Lorenzo Pezzani, Hostile environnement, AZ-composite final-1-1

La mostra è realizzata a cura di Emanuele Guidi, con la collaborazione di Z33 House for Contemporary Art, Design and Architecture, Hasselt e con il supporto di: Provincia Autonoma di Bolzano, Ripartizione Cultura; Regione Autonoma Trentino-Alto Adige; British Academy, Small Research Grant; Goldsmiths’ Public Engagement Fund; Fondazione Cassa di Risparmio; Comune di Bolzano, Ripartizione Cultura; Pasticceria Hofer, Bolzano.

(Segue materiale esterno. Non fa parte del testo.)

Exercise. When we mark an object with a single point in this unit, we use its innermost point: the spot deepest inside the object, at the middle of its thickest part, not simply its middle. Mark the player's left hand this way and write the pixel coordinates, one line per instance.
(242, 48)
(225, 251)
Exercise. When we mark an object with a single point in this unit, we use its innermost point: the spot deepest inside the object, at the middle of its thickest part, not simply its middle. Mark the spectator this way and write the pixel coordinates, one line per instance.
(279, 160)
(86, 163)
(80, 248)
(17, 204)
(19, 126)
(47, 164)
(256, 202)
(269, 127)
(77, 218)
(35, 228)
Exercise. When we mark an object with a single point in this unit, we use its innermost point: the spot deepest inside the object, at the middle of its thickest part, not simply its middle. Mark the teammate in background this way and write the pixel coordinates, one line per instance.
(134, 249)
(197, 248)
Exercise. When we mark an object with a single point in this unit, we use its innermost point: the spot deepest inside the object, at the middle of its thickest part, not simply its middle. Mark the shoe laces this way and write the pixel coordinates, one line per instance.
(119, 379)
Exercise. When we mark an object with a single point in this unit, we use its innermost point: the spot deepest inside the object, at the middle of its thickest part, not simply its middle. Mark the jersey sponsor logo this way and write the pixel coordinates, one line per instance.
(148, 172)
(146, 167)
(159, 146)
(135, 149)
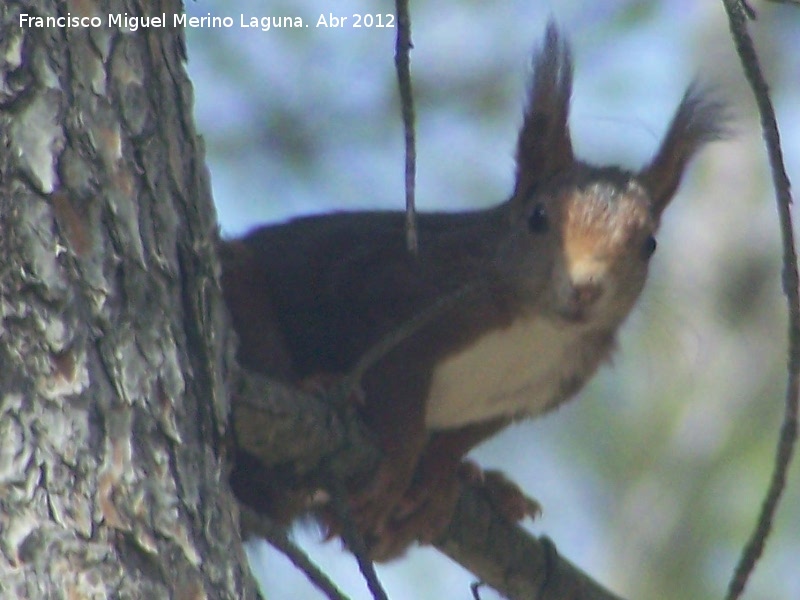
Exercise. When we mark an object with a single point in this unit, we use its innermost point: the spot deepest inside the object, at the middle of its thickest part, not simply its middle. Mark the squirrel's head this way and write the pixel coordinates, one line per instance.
(589, 232)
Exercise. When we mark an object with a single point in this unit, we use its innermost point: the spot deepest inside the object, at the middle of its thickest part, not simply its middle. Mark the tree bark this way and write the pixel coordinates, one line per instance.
(113, 349)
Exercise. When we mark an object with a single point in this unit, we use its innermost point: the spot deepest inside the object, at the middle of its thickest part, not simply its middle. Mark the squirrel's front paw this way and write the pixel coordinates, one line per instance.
(506, 497)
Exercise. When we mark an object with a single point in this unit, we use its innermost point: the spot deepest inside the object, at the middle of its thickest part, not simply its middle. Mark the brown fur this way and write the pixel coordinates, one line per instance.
(565, 255)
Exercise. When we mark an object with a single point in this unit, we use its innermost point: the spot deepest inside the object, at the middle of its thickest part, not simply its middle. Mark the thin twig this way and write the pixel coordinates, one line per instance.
(354, 541)
(277, 537)
(737, 17)
(402, 50)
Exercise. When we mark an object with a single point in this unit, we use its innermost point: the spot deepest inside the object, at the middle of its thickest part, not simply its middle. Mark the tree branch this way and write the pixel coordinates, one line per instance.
(402, 61)
(738, 12)
(290, 427)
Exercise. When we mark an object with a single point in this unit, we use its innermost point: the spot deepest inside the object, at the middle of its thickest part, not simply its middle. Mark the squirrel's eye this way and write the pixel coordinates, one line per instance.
(649, 247)
(538, 221)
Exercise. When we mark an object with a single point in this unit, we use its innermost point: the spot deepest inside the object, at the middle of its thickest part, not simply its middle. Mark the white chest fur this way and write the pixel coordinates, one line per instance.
(521, 369)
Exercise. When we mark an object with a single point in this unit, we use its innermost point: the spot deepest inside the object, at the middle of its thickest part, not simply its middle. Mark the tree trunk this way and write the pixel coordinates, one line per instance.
(113, 350)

Si tratta di un progetto di Lorenzo Pezzani, con il contributo di Dimitra Andritsou, Riccardo Badano, Geoffrey Alan Boyce, Samuel N. Chambers e Sarah Launius, Forensic Oceanography, Lodovica Guarnieri, Tom James, Tom Joyes, Faiza Ahmad Khan, Stefanos Levidis, il Multiple Mobilities Research Cluster, i partecipanti al workshop “Tempi Morti”, Tara Plath, Robert Preusse, Hanna Rullmann, Martina Tazzioli e Avi Varma. La nozione di “ambiente ostile” è stata introdotta per la prima volta nell’ambito del dibattito sulle migrazioni in Gran Bretagna nel 2012, ad indicare una serie di leggi che negano ai migranti accesso al lavoro, alla casa, ai servizi e all’educazione. Da quel momento, l’erosione di ogni forma di protezione sociale ha reso le città del Nord Globale, e non solo, spazi intollerabili di ostilità per chi viene classificato come outsider. Allo stesso tempo, ambienti “naturali” come oceani, deserti e catene montuose, incluse le Alpi, hanno subito un processo di crescente militarizzazione, che spingono i migranti ad attraversare zone sempre più pericolose, spesso con conseguenze fatali.

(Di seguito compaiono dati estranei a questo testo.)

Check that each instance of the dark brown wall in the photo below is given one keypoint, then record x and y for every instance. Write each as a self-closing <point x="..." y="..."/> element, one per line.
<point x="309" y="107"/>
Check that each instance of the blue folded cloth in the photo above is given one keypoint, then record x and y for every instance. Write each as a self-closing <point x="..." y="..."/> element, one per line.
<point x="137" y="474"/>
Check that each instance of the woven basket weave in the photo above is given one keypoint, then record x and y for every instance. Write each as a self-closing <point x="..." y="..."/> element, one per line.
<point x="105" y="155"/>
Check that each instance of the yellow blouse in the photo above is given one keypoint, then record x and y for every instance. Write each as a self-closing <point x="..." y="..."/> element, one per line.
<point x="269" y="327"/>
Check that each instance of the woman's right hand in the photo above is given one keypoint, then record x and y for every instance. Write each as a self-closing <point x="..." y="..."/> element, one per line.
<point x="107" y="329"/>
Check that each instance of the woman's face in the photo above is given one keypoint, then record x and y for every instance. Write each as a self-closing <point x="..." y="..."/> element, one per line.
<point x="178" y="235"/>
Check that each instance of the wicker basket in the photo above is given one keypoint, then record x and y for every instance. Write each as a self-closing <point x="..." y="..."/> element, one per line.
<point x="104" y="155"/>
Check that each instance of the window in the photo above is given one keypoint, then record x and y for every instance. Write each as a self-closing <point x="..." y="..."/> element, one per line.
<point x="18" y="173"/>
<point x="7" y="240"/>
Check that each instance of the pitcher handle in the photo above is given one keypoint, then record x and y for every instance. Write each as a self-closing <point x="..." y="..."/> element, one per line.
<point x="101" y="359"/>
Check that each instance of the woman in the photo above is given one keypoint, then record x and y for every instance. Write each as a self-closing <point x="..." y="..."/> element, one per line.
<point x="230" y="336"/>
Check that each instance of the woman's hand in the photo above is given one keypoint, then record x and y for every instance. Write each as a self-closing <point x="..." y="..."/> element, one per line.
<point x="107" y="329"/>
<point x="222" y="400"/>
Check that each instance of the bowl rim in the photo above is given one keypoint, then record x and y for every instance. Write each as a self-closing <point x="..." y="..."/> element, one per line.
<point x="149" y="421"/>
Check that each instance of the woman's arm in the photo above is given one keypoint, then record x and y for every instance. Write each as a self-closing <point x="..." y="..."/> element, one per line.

L’idea di ambiente ostile viene qui rivista come chiave analitica per cogliere tali processi, lontani ma interconnessi, attraverso i quali spazi “naturali” ed urbani vengono trasformati in armi attraverso tecnologie di sorveglianza, il ricorso strategico a geografie legali, protocolli burocratici e pratiche di estrazione e sviluppo di matrice coloniale.
Spaziando dalle tecniche di investigazione forense alla ricerca e insegnamento accademico, fino alle pratiche di attivismo, la mostra mira a indagare e decifrare l’ecologia politica delle migrazioni e della violenza dei confini, ricostruendo con accuratezza una geografia comparativa di vari ambienti-confine, in un movimento continuo tra ecosistemi locali e distanti, e viceversa.

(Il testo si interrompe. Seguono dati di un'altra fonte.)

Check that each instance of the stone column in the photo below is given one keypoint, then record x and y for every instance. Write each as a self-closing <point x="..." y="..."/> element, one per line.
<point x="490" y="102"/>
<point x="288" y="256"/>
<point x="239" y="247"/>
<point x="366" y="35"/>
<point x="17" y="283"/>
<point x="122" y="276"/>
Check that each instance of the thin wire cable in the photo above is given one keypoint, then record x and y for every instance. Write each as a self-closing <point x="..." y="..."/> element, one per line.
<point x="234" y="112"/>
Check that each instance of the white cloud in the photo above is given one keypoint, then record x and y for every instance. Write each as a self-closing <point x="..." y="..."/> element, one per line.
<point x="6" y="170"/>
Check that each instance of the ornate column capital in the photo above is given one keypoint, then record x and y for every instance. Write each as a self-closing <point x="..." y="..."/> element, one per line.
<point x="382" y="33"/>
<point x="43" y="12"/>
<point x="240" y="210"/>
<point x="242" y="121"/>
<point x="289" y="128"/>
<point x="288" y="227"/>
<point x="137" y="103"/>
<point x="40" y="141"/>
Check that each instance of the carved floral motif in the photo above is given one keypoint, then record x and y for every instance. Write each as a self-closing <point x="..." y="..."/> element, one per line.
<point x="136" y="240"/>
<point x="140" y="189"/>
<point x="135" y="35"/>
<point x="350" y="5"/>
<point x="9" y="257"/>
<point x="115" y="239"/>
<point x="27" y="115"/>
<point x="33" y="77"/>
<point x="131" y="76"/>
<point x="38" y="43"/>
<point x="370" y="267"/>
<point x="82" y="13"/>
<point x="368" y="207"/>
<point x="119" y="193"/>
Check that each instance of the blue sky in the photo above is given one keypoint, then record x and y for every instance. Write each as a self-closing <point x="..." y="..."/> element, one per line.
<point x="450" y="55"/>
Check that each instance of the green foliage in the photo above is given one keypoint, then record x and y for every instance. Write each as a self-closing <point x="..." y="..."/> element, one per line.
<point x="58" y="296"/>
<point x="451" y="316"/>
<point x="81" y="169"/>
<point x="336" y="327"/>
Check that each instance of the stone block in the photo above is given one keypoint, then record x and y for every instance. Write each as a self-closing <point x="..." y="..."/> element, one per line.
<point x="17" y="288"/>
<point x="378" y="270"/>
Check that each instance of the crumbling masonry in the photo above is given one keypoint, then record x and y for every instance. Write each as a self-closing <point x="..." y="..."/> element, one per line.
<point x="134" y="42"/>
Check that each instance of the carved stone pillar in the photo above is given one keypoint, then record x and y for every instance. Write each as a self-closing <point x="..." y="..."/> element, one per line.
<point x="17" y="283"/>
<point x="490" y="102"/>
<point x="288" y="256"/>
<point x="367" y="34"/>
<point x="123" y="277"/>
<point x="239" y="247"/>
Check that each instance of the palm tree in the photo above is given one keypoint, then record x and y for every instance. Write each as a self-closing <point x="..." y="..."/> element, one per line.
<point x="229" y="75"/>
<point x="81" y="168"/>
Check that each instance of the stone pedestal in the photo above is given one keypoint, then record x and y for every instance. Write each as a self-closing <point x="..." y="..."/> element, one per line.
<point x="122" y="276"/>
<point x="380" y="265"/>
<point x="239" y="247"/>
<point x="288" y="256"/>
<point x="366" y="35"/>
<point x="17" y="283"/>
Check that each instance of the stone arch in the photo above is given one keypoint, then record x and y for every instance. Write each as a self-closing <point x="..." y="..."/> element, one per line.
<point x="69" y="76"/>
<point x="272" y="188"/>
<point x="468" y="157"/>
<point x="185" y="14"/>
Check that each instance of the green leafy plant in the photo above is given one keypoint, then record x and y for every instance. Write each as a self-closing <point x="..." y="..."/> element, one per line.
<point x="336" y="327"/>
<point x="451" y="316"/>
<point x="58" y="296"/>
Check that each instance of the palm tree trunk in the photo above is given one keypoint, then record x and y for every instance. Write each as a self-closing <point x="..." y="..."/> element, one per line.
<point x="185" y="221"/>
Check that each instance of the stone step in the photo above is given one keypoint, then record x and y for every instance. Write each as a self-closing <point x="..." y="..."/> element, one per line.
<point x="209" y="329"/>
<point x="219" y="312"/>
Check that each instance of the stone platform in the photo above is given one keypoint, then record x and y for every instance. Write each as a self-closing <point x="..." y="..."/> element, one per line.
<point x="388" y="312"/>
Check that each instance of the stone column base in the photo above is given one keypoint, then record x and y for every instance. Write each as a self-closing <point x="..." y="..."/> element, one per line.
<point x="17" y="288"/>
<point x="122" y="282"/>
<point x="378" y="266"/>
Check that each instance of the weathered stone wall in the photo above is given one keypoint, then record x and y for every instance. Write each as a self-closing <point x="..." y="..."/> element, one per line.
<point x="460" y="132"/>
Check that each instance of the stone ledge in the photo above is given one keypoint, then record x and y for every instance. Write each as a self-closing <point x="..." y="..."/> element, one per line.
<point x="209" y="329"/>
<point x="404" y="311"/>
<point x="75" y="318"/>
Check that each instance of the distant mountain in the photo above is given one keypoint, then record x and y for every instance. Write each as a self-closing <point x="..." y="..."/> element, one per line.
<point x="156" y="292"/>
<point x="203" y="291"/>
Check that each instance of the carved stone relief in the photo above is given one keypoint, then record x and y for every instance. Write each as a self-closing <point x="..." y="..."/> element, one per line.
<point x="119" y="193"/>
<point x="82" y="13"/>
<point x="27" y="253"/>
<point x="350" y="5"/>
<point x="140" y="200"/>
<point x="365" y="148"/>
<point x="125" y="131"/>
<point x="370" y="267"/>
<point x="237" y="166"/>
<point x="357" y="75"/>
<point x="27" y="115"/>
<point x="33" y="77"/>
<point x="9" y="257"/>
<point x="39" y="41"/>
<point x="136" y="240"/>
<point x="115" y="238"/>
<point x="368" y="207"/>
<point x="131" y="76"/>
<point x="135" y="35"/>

L’Atlas of Critical Habitats raccoglie una collezione in continua espansione di documenti legali, mappe, un modello 3D e un archivio mediale che esplora pratiche di controllo della frontiera che non si concentrano su soggetti specifici, ma piuttosto mirano a intervenire sugli ambienti che tali soggetti attraversano o abitano. Organizzati secondo un sistema di classificazione climatico, l’Atlas offre un quadro entro cui vengono presentati i progetti di vari architetti e artisti, fra cui anche ricercatori del Centre for Research Architecture.
Tempi Morti mira a cogliere i modi in cui gli ambienti ostili si sono infiltrati nella vita quotidiana in forme inedite, influenzandone profondamente i ritmi: i tempi della velocità e dell’attesa, della fretta e dell’immobilità, dell’indolenza irrequieta, della convivialità precaria e della violenza razzializzata. Tre diagrammi temporali-esito di un workshop organizzato in collaborazione con Antenne Migranti e la Fondazione Langer che ha visto la partecipazione di richiedenti asilo e attivisti che vivono a Bolzano-tentano di tracciare le strutture affettive che emergono all’intersezione di temporalità standardizzate e soggettive.